Alternative security events such as BSides and 44Con have injected much-needed life into the conference circuit.
Apart from my cats, there aren't many things that will get me out of bed at 4.30am, so the fact I got up that early to get on a train to London recently should be some indication of how excited I was to attend the first London Security BSides conference.
The idea for BSides started in the US, its primary goal being to offer a free security conference for people who couldn't afford the main-stream circuit. The first Security BSides, in 2009, ran alongside the long-established Black Hat conference and featured many speakers rejected by the latter. Since then the international BSides movement has grown quickly and is now a regular feature of the Infosec calendar.
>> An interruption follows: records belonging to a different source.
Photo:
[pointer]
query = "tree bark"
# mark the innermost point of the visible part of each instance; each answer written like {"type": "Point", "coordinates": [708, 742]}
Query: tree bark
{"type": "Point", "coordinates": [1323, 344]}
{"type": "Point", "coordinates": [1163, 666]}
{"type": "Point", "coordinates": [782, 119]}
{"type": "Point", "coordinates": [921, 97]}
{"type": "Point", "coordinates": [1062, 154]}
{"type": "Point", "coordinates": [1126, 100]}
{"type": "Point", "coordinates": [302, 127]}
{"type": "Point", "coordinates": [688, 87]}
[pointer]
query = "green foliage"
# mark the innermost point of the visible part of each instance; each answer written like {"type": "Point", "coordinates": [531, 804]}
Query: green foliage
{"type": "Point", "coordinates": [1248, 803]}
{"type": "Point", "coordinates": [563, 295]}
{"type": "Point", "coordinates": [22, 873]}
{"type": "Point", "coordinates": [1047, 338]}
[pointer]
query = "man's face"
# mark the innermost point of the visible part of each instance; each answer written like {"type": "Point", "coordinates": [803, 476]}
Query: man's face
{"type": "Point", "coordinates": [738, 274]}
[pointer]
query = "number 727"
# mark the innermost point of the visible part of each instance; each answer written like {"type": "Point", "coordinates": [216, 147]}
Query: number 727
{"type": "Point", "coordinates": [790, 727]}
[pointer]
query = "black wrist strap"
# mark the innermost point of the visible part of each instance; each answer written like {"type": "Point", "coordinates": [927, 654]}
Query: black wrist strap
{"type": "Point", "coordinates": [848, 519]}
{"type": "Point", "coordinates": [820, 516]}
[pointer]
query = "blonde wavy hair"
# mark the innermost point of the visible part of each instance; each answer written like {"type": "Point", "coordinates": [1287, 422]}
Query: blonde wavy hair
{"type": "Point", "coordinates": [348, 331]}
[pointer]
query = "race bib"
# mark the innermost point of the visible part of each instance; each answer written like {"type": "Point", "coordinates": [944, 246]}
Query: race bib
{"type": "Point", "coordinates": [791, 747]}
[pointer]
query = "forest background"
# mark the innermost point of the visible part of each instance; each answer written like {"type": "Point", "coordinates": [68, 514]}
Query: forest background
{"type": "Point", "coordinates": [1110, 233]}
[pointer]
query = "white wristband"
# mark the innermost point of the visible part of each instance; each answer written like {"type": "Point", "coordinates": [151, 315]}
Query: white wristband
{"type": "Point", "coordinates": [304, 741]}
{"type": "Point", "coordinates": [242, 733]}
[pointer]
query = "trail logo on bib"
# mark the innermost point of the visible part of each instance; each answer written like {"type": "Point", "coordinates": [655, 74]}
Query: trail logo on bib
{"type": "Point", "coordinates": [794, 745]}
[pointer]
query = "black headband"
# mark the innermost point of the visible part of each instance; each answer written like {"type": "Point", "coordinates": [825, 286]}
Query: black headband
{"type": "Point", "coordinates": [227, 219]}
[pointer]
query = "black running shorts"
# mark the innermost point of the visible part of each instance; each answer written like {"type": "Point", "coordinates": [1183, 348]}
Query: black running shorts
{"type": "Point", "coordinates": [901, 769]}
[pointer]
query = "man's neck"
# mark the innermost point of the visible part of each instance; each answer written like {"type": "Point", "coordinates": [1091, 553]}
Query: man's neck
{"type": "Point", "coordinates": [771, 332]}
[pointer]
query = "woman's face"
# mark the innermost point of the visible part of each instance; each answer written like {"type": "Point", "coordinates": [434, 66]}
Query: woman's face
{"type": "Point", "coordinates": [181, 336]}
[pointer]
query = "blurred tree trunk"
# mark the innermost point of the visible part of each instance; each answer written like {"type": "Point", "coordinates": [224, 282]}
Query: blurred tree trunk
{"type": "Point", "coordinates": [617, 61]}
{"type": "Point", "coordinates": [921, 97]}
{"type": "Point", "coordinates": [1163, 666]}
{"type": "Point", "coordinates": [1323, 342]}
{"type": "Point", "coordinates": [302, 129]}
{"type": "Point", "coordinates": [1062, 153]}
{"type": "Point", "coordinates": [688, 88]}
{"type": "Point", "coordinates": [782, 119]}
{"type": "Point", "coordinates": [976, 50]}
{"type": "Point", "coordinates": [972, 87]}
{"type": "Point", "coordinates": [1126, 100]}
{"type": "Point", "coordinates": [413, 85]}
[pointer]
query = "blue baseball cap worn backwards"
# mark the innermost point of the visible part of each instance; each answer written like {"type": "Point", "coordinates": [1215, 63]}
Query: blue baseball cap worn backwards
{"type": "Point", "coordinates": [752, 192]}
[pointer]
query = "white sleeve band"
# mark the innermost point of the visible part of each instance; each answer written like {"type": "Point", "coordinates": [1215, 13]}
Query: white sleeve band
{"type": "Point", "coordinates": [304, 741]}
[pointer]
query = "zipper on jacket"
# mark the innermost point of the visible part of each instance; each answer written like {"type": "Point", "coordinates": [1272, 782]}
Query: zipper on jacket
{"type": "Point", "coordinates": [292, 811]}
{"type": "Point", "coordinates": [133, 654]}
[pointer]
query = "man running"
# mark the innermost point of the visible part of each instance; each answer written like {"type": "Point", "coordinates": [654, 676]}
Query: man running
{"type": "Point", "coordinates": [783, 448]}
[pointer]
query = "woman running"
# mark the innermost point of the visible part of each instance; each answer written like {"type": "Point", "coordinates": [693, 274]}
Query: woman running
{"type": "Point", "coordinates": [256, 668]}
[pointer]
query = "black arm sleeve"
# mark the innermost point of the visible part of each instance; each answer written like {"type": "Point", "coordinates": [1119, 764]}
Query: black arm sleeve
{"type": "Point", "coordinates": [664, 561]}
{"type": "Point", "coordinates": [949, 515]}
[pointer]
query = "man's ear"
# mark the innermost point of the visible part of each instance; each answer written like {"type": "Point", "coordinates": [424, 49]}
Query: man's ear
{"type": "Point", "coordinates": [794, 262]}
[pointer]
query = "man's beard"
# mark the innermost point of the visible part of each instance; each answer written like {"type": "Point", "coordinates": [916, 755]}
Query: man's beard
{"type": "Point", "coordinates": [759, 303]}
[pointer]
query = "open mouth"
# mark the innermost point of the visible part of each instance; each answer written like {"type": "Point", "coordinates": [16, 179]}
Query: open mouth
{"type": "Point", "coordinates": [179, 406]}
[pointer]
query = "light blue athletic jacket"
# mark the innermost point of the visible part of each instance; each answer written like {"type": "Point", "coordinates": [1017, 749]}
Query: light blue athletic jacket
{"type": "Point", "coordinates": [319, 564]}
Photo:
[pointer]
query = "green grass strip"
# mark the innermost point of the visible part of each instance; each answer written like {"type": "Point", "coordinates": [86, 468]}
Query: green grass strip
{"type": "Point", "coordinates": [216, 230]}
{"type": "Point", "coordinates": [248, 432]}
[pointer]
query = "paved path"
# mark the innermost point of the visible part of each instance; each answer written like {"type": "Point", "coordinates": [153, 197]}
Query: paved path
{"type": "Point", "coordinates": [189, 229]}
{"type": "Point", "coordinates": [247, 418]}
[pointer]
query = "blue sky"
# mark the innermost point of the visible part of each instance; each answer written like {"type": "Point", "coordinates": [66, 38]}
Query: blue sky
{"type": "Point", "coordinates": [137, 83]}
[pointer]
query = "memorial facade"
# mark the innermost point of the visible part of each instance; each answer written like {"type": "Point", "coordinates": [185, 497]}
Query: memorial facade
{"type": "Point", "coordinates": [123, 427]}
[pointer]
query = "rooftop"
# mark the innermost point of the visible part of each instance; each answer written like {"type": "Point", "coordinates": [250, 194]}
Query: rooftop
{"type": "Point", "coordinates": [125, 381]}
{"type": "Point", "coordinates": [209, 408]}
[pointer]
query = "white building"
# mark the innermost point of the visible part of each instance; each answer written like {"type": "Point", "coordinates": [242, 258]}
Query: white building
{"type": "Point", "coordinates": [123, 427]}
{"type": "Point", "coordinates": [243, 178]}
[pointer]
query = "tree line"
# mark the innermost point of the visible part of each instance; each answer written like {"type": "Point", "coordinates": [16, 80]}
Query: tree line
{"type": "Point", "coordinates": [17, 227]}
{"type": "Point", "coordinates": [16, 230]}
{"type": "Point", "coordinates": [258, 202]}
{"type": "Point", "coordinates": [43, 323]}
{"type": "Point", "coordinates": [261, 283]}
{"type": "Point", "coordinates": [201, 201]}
In the UK, the first Security BSides ran on the second day of Infosecurity Europe, although the two events couldn't be more different. Whereas Infosec is primarily a commercial event, albeit with a selection of keynotes and discussions on a range of security topics, BSides London was entirely free of sales pitch. That's not to say there was no commercial support – in fact, BSides' sponsor list was impressive – but sponsorship was a very light-touch affair. It's refreshing to see that big-name security vendors are prepared to give back to the industry and not expect a list of sales leads in return.
The presentations covered a wide range of topics, and came from industry big-hitters. Three separate tracks ran, with one reserved for ‘ad hoc' presentations from attendees. All the talks I attended were original, well presented and free of marketing hype; a genuinely refreshing change.
The final talk was presented by four very brave guys in full Village People outfits, discussing the problems of communicating security issues outside the industry (“We're shouting in an echo chamber,” one of the presenters noted, summing up the problem of dealing with a closed community). The finale of the talk was a rather out-of-tune but very, very funny ‘Infosec version' of the YMCA song (if you do nothing else, check out the video at tinyurl.com/3f2pos5). This neatly summed up the whole conference for me: a healthy mix of serious security work and good fun in a friendly atmosphere.
Despite being the first BSides event in the UK, and organised by volunteers who also have demanding day jobs, the conference ran more smoothly than many fully commercial events I have attended. For a free event, it was nothing short of superb, and the organisers, speakers and volunteers all did an excellent job.
For marketing types, the idea of sponsoring a conference such as BSides without any stands, brochures or sales pitch might seem bizarre. Speaking as a potential customer, however, I'm far more likely to consider a company having seen its staff present at such a conference than I am because it gave me the best stress ball, t-shirt or flashing pen, or had the most attractive ‘booth babes'.
If I see a genuinely interesting presentation at a conference such as BSides then I am far more likely to consider the vendor and visit its stand at the next Infosec show. Presenting or sponsoring BSides and similar events is probably the best marketing opportunity in the security industry.
It looks like the ‘unconference' scene in the UK is going from strength to strength, as shortly after BSides, the 44Con website went live (www.44con.com). This two-day conference with additional days for training sounds like it will be every bit as good as BSides and excellent value. I'll certainly be there (but that shouldn't put you off going). The quality of the BSides talk given by one of the 44Con organisers, Steve Lord of Mandalorian, was enough alone to convince me to attend his own event.
The last ‘underground' conference I attended was Access All Areas way back in '97. I'm really optimistic that BSides and 44Con will become regular fixtures in my calendar from now on. They should certainly be in yours.